Friday, May 21, 2010

PTSD

Today my life took a turn. I have finally come to the conclusion that this is now affecting me in so many ways. The slightest of bit of sadness or stress has now got the effect on my brain to simply switch off. I hate this I can talk to somebody and cry the next thing I don't remember a thing. I loose my way to places I got to all the time as I can't remember the way if I know things will make me upset. I cry so much my eyes are dry and sore, I hardly sleep and don't really feel like eating. But I have medication now for that, so I will not get sick after eating. I think and think but do not remember even my thoughts or breaking up with my bf and what was said is all gone. One of his friends made fun of me and that made me so upset I cried for ages. These are adults. I have trouble concentrating on driving now and get road rage all the time. I see a wall or a post and I see my self driving into it. or into oncoming traffic. I would not do that as I know along with me others would die as well. So I just blast the music and drive fast so I can block my thoughts. I hate this so very much having no memory of things I studied and did so well before. How can one get so down into the very darkness. They say "when you hit rock bottom" well with this you always have a shovel to dig yourself in deeper. Until there is nothing solid to stand on and you burn up. Well I am burning up.

1 comment:

  1. You will find it very helpful to keep a blog, and to be able to "vent" to the world.
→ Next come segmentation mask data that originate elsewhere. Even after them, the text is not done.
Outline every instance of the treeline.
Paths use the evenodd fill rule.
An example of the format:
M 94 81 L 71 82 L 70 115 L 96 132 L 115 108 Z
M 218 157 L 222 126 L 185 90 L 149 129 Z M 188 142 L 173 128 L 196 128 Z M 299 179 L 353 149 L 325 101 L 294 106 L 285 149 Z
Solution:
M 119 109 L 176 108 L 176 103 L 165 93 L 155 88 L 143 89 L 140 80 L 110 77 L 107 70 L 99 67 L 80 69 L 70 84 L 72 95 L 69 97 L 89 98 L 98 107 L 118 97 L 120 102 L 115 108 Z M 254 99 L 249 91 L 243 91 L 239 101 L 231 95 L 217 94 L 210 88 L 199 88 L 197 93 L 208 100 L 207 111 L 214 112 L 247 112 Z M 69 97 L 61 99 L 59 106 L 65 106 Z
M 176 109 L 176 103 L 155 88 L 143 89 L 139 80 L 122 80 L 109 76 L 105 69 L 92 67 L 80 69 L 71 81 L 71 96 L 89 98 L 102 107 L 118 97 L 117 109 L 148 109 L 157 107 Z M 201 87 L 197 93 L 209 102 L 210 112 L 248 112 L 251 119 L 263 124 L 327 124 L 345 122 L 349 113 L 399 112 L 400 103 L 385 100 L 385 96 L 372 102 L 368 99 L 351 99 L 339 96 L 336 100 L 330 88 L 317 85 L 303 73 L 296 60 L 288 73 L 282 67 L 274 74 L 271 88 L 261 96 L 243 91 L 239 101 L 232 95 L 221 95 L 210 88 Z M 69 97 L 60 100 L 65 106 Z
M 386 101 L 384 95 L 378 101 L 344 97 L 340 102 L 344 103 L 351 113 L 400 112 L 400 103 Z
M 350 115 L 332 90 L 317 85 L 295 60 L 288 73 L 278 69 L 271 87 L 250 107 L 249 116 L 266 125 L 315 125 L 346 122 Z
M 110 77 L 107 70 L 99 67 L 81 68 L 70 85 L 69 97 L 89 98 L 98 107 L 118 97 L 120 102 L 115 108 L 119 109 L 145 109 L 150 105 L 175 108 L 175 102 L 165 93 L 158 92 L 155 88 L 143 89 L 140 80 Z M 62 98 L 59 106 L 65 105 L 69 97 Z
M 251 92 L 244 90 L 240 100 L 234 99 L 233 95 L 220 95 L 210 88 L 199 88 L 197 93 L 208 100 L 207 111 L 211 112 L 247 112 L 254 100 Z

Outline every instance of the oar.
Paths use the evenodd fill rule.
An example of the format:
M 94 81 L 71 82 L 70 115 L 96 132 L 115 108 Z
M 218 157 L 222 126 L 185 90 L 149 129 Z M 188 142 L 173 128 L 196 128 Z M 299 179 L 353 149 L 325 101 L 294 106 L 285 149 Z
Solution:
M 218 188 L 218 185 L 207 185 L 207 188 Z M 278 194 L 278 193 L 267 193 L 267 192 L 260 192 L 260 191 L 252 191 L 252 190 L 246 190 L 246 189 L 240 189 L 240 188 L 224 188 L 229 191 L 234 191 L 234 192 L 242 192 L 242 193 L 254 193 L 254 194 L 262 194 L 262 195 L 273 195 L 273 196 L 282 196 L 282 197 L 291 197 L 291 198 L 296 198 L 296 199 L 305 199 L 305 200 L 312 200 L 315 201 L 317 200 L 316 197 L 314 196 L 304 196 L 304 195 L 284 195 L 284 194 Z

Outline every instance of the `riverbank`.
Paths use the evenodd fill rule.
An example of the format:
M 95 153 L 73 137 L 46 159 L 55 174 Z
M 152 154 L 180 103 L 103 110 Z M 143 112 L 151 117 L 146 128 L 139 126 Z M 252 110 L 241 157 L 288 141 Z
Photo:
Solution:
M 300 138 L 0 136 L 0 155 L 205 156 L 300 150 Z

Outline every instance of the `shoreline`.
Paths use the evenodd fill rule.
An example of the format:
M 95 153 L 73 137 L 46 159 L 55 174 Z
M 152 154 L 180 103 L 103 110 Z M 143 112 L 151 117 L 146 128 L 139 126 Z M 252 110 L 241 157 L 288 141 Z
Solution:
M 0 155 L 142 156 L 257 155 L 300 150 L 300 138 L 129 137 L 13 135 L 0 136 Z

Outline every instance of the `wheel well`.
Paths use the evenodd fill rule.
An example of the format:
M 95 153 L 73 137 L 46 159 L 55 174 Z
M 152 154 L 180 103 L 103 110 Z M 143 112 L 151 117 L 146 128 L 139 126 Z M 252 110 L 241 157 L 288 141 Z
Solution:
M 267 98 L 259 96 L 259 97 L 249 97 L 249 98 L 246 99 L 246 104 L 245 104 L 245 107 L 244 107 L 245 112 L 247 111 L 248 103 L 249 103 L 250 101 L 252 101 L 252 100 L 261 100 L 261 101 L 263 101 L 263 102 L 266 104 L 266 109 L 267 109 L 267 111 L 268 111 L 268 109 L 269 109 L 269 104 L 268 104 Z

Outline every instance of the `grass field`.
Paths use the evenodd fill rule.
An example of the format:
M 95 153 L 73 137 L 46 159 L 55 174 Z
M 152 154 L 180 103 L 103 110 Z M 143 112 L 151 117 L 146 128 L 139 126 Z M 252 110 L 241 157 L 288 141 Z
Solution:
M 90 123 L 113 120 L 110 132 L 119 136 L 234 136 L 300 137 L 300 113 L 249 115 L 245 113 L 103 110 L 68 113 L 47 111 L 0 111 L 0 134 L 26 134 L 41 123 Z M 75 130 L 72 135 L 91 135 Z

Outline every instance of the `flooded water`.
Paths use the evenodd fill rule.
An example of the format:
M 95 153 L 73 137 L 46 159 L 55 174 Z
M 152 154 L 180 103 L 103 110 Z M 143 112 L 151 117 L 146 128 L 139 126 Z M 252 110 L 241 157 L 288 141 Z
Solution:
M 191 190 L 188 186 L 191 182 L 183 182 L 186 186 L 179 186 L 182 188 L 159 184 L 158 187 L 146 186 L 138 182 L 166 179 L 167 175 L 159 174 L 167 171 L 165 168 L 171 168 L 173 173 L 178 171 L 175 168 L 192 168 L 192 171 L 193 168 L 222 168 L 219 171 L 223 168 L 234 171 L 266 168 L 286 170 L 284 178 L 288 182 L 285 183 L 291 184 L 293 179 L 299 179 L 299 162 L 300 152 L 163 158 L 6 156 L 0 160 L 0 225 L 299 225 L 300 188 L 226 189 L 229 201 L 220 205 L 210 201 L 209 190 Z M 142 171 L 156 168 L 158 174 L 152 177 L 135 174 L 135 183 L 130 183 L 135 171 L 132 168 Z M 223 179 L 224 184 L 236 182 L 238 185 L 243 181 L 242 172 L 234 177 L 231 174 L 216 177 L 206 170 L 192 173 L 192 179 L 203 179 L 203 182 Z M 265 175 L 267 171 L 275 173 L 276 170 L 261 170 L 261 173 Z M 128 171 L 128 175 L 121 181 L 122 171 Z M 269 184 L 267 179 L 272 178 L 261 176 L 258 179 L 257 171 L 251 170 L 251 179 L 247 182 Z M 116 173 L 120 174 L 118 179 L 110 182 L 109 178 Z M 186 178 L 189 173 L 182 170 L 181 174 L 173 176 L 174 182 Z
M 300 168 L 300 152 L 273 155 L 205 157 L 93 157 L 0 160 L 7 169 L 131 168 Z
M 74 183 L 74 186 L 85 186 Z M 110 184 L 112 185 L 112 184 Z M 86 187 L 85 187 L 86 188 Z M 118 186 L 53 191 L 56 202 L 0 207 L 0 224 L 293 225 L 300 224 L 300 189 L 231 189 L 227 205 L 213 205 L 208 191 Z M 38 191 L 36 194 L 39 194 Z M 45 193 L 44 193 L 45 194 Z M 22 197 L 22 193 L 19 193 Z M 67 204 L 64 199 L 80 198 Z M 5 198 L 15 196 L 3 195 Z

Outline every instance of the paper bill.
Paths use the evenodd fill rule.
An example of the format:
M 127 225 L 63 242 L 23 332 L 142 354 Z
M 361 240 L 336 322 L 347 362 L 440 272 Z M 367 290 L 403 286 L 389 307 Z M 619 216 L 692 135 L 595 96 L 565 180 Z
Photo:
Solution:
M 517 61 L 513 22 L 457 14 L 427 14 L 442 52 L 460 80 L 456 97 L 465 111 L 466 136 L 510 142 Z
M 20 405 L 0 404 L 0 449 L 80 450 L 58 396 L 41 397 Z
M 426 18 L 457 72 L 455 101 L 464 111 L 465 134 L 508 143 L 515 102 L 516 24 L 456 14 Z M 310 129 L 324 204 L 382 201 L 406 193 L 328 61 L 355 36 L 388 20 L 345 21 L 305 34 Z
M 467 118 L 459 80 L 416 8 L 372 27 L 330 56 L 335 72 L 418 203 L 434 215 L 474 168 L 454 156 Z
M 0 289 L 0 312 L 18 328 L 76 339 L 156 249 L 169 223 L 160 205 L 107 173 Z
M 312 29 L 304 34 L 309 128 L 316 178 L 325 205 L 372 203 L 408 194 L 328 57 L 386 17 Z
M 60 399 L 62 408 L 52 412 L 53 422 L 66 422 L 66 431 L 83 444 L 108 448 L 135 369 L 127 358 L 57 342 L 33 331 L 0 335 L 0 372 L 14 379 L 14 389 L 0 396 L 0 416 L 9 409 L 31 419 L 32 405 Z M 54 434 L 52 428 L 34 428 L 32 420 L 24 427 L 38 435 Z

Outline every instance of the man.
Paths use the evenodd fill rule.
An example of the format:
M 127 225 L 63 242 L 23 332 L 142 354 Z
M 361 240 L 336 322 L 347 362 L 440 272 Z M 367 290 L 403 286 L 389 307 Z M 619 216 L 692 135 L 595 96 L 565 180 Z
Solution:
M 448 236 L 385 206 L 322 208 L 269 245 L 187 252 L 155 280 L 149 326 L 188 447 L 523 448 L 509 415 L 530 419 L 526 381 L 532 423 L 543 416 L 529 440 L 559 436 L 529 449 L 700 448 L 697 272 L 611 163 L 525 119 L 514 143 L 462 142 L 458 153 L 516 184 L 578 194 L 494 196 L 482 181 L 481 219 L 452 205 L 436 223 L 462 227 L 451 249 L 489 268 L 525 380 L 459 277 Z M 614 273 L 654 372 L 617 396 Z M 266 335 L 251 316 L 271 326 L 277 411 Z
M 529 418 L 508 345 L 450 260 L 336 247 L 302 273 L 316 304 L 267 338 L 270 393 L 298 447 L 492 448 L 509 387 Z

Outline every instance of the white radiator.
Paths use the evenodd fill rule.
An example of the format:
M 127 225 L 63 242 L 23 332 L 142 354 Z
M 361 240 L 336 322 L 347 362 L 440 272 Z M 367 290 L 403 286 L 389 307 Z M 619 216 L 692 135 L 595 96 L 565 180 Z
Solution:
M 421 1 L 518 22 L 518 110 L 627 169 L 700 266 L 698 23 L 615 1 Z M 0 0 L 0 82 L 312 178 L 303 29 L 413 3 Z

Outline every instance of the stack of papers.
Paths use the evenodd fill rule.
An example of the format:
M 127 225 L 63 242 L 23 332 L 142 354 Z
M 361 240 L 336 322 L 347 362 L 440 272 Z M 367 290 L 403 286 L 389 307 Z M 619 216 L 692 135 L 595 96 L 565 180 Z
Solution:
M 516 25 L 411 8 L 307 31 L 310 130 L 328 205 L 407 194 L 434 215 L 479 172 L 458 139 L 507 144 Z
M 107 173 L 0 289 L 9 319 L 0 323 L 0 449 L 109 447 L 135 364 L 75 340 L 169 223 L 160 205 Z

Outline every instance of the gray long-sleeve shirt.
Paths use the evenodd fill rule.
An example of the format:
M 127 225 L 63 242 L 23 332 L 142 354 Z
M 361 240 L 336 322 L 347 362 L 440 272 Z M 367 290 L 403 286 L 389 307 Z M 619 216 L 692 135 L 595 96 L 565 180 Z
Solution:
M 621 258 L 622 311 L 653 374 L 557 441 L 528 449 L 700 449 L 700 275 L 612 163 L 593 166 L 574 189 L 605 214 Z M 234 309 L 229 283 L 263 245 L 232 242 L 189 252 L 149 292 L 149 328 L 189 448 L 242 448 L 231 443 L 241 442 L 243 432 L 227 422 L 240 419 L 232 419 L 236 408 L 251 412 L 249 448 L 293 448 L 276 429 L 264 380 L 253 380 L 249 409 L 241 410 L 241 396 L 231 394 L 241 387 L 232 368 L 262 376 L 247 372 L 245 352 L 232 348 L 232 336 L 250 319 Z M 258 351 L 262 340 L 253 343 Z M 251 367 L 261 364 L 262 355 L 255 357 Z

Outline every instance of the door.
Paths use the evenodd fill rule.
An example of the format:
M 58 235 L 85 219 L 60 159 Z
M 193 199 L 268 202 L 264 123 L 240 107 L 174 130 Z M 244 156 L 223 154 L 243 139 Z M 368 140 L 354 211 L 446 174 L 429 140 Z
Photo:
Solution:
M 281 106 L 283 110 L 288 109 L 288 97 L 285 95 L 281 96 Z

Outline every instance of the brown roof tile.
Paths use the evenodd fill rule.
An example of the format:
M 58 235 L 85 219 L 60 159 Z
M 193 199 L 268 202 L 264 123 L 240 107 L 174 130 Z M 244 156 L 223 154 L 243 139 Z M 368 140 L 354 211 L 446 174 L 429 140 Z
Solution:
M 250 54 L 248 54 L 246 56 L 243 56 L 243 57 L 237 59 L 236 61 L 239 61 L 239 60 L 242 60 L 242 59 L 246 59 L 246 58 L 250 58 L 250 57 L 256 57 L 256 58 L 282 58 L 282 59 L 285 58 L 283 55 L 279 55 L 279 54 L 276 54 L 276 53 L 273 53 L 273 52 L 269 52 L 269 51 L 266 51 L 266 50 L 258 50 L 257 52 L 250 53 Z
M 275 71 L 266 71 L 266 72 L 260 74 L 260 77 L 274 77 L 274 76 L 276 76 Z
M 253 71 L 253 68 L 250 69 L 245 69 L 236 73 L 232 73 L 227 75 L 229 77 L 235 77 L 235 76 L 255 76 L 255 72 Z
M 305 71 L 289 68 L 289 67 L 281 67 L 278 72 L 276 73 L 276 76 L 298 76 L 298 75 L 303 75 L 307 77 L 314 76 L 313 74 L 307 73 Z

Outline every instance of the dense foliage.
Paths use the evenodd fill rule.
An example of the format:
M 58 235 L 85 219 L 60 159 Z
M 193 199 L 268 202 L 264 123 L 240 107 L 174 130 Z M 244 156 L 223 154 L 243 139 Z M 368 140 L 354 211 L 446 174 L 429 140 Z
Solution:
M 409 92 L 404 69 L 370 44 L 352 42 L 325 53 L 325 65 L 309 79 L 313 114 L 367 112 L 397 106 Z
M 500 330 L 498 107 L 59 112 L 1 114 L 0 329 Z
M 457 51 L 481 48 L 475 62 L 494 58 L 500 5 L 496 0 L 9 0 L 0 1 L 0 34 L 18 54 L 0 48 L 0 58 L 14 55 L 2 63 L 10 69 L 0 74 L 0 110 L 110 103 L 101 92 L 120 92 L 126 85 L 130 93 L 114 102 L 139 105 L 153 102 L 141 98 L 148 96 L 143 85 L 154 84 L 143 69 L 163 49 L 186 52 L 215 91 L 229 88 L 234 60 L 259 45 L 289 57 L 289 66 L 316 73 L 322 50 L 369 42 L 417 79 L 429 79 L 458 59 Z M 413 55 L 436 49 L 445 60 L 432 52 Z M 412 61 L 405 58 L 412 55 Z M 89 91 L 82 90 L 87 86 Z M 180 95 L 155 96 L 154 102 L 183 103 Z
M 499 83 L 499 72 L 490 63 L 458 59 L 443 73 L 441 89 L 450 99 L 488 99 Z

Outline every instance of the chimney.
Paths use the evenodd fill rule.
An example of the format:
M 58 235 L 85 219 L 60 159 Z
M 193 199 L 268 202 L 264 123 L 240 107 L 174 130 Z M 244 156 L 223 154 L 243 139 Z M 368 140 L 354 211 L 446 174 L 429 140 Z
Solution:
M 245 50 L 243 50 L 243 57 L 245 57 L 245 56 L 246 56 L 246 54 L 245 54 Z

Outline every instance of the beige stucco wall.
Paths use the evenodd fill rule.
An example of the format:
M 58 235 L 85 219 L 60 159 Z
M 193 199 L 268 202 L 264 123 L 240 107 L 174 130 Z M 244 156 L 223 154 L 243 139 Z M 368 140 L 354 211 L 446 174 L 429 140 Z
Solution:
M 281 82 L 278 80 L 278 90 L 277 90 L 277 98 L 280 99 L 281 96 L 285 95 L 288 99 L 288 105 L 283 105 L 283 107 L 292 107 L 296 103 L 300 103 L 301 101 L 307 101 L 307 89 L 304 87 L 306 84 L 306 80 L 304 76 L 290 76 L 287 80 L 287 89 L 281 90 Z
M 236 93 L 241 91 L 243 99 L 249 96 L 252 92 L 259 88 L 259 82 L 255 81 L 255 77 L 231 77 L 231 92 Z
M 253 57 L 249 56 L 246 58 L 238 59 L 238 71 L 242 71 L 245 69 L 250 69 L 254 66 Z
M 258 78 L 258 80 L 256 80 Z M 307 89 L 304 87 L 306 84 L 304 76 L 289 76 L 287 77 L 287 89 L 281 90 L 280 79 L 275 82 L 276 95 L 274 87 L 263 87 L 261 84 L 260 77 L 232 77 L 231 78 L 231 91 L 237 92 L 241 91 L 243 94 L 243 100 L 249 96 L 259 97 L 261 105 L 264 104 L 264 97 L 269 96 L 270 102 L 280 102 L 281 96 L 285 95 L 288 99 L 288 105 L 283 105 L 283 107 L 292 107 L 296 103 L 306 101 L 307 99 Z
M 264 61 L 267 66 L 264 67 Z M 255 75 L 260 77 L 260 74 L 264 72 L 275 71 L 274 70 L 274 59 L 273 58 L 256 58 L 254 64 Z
    I have been blogging in my own blog which you connected to "Living With Borderline Personality Disorder" for quite awhile now - I think I started last August.

    You will find that it helps to "talk out" the issues effecting you, and you will sometimes get good comments from those reading your blog.

    Whether you add a short or a long blog, all additions are important, or at least I find that it helps.

    I wish you the best, and I'll be sure to stop back and read your blogs.

    I too fight with the thought of suicide everyday; my therapists can't believe that I think about it that much, but for those with BPD we often do.

    P.S. - Great Pic, you are important, you have two daughters who will really bring light into the dark parts of your life.